Is an approach based solely on power immoral? That depends on your definition of morality. In the theoretical milieu where nations show compassion to each other and value others’ interests before their own, power as a sole benchmark of relations is immoral. If, however, morality is defined as historically acceptable behavior, then balance of power is the only moral approach – and the one the Arabs subscribe to. At most, nations mitigated power considerations based on their system of values – not their opponents’. Jews, from their perspective, conduct a highly moral war for religiously and ideologically significant land. What does the enemy think, we don’t care.
What is the alternative to Jewish claim to the land? Arabs never settled Palestinian lowlands which are the core of modern Israel. Arabs began developing the plains only during the late nineteenth-century citrus boom. Few notables, not Arab communities owned the plain – unlike the hills areas held by Arab villages as communal homestead property. Palestinian Arabs lack any trait of a nation: dialect, culture, music, or law. Their system of governing amounted to village autonomy, a far cry from framework of a state. Palestinians now act like a nation and should be dealt with as a nation, but Jews need not recognize their fake national aspirations.

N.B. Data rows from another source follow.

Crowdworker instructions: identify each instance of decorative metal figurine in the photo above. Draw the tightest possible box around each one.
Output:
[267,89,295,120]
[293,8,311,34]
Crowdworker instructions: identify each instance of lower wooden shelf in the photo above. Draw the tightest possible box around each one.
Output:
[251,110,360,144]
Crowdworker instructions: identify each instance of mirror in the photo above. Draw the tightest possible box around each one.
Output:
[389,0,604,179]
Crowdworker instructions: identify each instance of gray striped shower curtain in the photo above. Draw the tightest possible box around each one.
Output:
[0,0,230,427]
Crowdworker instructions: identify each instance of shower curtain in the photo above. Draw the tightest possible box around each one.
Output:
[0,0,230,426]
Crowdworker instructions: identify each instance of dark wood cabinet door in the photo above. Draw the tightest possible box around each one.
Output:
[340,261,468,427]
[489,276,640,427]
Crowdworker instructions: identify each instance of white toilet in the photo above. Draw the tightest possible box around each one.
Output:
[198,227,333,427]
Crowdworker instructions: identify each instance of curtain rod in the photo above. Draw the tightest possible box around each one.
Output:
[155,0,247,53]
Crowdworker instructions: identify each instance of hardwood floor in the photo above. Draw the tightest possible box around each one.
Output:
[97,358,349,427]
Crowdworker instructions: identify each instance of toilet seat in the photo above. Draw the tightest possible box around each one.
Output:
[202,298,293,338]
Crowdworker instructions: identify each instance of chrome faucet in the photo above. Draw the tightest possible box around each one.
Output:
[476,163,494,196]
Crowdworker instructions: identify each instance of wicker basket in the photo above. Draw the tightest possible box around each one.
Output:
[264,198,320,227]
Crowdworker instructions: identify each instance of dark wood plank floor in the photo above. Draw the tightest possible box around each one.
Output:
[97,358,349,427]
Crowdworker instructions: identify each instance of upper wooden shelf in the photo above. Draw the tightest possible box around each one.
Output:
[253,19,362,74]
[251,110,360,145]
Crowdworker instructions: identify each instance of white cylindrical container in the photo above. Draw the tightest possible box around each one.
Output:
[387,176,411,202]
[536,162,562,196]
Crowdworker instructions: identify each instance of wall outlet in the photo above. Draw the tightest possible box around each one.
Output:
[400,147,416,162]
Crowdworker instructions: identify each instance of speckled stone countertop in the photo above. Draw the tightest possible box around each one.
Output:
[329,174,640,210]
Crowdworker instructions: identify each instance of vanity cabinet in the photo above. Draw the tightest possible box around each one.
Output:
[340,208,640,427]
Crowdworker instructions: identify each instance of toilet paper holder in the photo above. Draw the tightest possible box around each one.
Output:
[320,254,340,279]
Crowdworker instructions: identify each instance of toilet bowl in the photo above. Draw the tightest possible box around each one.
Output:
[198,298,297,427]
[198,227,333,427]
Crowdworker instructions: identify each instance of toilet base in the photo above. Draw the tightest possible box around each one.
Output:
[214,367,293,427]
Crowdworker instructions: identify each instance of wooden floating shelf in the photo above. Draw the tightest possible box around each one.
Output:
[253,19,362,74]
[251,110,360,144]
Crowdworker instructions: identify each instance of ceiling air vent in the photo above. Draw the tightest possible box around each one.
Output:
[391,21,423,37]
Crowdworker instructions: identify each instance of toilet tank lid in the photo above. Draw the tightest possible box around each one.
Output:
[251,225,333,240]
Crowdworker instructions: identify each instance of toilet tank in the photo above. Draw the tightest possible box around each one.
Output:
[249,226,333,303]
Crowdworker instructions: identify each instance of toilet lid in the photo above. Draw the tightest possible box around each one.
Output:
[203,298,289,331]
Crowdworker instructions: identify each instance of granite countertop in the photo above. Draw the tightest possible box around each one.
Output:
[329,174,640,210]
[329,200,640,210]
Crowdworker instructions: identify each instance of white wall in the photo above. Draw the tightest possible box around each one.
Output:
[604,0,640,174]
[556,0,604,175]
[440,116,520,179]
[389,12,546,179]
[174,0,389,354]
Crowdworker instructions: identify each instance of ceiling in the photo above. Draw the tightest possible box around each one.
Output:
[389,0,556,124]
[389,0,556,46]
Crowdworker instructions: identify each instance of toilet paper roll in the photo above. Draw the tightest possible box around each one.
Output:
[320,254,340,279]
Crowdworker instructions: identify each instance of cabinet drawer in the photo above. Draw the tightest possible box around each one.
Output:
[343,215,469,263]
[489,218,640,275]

Chicago is a distinctive city but clearly not entitled to statehood. Spain rejects nationhood for Basques, Russia – for Chechens, Turkey – for Kurds, and America – for Red Indians. Even a long history, administrative autonomy, distinctive language and culture do not automatically allow for statehood. What does allow? Power. The ability to claim and realize one’s rights. Viability. In 1948, Americans realized Jews as smart, distinctive, hardworking – but thought us not viable, thus remained skeptical about establishing Jewish state. We proved ourselves viable in several wars, and America changed its attitude. Palestinian Arabs failed to stage a single decent revolt, and don’t deserve a state.